The head of California’s largest union local has stepped aside in the wake of Times reports that the organization and a related charity paid hundreds of thousands of dollars to firms owned by his wife and mother-in-law.
Tyrone Freeman, president of a Service Employees International Union chapter in Los Angeles, said in a written statement late Wednesday that he was taking a leave of absence and that the local would be placed in a temporary trusteeship.
With embarrassing evidence piling up, Freeman seems to have found it impossible to hang on. Yet it doesn’t seem that he Freeman was about to go easily.
His departure comes as several union staff members told of being pressured by Freeman’s lieutenants to sign a petition in support of him. Some of those who initially refused were transferred to positions far from their homes, according to three staffers who asked not to be identified because they feared reprisals.

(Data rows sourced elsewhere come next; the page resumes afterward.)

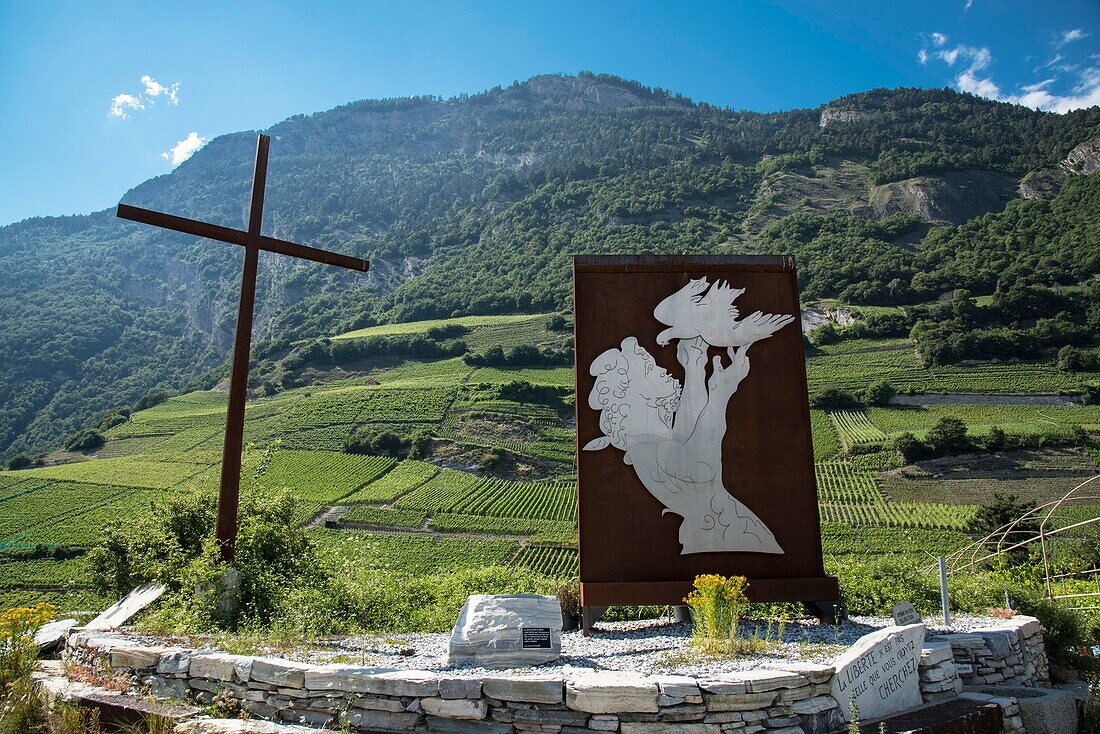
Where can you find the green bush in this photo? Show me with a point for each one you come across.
(1063, 631)
(283, 579)
(835, 400)
(374, 441)
(21, 461)
(880, 393)
(89, 439)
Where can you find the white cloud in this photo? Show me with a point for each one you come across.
(1076, 34)
(184, 149)
(1038, 86)
(154, 88)
(122, 103)
(969, 81)
(974, 78)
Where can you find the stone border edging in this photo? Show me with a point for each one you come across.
(792, 699)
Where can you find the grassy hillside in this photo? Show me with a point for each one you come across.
(473, 206)
(497, 485)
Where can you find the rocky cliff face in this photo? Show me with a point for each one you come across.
(831, 116)
(952, 198)
(1085, 159)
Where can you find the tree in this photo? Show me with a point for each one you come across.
(835, 400)
(910, 447)
(20, 461)
(947, 437)
(378, 442)
(880, 393)
(89, 439)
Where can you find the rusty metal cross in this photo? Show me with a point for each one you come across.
(253, 242)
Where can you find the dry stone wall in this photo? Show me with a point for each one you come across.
(1012, 654)
(793, 700)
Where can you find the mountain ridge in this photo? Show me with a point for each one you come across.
(468, 205)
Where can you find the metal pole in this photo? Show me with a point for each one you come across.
(229, 491)
(943, 591)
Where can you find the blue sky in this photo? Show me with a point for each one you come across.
(98, 97)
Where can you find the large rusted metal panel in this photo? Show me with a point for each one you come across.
(630, 548)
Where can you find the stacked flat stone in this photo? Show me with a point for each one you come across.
(567, 701)
(939, 680)
(1011, 653)
(1010, 710)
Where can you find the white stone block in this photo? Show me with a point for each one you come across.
(454, 708)
(507, 631)
(612, 692)
(880, 671)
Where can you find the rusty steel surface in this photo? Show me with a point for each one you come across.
(629, 551)
(253, 241)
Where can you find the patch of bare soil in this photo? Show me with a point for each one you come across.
(464, 457)
(972, 479)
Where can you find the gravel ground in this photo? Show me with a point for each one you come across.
(648, 646)
(651, 646)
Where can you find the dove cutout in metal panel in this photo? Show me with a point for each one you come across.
(672, 435)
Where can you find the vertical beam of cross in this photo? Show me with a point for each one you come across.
(230, 486)
(253, 242)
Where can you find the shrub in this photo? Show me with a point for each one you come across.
(377, 442)
(716, 605)
(948, 436)
(420, 445)
(89, 439)
(558, 322)
(880, 393)
(1002, 510)
(18, 650)
(492, 459)
(835, 400)
(910, 447)
(569, 596)
(284, 580)
(21, 461)
(150, 400)
(1063, 631)
(447, 331)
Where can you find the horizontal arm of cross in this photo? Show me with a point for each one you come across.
(238, 237)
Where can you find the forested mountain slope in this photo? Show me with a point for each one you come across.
(474, 205)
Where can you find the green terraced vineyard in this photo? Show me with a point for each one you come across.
(855, 371)
(867, 508)
(323, 475)
(472, 322)
(839, 482)
(543, 530)
(384, 516)
(542, 440)
(556, 562)
(35, 513)
(855, 428)
(425, 374)
(363, 555)
(408, 475)
(1020, 419)
(824, 436)
(129, 471)
(459, 493)
(914, 515)
(554, 376)
(43, 573)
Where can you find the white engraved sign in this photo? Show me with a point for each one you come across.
(671, 435)
(880, 672)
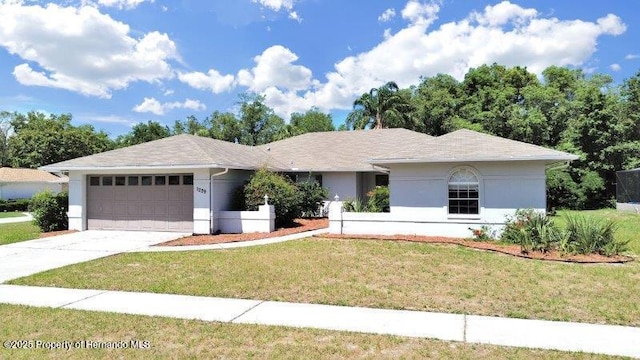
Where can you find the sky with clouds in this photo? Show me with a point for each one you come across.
(113, 63)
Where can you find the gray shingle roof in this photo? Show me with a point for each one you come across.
(341, 150)
(323, 151)
(467, 145)
(175, 151)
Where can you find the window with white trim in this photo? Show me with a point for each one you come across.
(464, 193)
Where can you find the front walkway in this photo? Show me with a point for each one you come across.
(233, 245)
(34, 256)
(603, 339)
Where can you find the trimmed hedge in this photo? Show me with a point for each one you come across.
(50, 210)
(14, 205)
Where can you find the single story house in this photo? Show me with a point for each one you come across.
(183, 183)
(24, 183)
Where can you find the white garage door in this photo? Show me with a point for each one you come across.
(140, 202)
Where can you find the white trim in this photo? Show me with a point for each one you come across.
(480, 184)
(472, 159)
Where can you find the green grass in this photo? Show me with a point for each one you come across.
(15, 232)
(628, 224)
(380, 274)
(178, 339)
(10, 214)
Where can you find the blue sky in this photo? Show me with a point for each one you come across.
(113, 63)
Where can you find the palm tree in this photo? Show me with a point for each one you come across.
(381, 107)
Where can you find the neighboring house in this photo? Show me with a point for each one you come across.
(24, 183)
(182, 183)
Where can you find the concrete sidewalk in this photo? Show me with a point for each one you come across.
(232, 245)
(601, 339)
(25, 218)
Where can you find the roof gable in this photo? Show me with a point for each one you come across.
(468, 145)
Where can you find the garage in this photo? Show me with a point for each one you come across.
(157, 202)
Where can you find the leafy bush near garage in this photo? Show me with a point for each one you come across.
(283, 195)
(312, 196)
(14, 205)
(49, 210)
(587, 235)
(533, 231)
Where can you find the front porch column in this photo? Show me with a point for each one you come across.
(201, 202)
(77, 201)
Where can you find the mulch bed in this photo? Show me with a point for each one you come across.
(56, 233)
(513, 250)
(299, 225)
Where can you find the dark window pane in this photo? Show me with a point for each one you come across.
(382, 180)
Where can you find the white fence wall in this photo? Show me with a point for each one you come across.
(400, 224)
(236, 222)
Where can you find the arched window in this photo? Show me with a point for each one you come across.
(464, 193)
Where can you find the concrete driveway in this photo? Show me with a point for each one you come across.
(34, 256)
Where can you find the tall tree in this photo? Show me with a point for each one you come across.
(5, 130)
(190, 126)
(311, 121)
(225, 126)
(259, 124)
(41, 139)
(381, 107)
(143, 132)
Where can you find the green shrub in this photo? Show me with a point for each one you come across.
(354, 205)
(533, 231)
(484, 233)
(587, 235)
(283, 194)
(14, 205)
(378, 199)
(50, 210)
(312, 196)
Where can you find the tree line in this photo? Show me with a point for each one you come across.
(564, 109)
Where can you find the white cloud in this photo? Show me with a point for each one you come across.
(81, 49)
(293, 15)
(505, 33)
(212, 81)
(421, 13)
(275, 68)
(154, 106)
(387, 15)
(278, 5)
(123, 4)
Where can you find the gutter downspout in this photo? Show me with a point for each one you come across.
(226, 170)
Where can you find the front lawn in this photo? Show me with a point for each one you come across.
(628, 224)
(180, 339)
(381, 274)
(15, 232)
(9, 214)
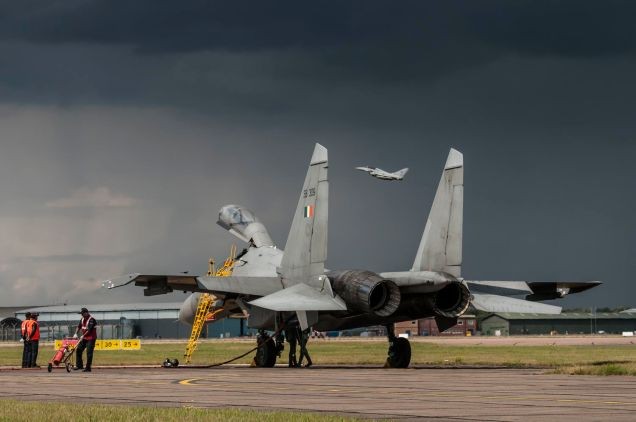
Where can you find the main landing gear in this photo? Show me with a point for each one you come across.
(399, 350)
(268, 350)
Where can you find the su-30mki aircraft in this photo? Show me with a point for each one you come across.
(384, 175)
(276, 289)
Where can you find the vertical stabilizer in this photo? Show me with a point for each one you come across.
(401, 173)
(306, 247)
(441, 245)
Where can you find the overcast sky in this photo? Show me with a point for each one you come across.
(125, 126)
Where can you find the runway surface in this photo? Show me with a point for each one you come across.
(440, 394)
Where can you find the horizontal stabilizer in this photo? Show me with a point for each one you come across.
(300, 297)
(495, 303)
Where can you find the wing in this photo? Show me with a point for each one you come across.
(300, 297)
(162, 284)
(496, 303)
(531, 290)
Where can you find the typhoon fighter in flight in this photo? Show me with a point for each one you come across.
(384, 175)
(274, 288)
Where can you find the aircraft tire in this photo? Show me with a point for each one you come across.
(399, 353)
(266, 354)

About 10 workers who balked at signing the petition had their union-provided cellphone service discontinued, the staffers said.
The petition cited recent “attacks” on Freeman and the local and said, “Let it be clear that we . . . proudly and firmly stand with President Freeman and the work of our local,” according to a copy the staffers provided.
“It’s essentially a loyalty oath,” said one of the workers. He said the atmosphere at the union has been “very tense. . . . There’s a lot of intimidation.”
That kind of intimidation will become more common if the so-called Employee Free Choice Act were to become law; EFCA would circumvent secret ballots by mandating card check organizing whenever unions demanded it — and there is no reason for them not to demand it.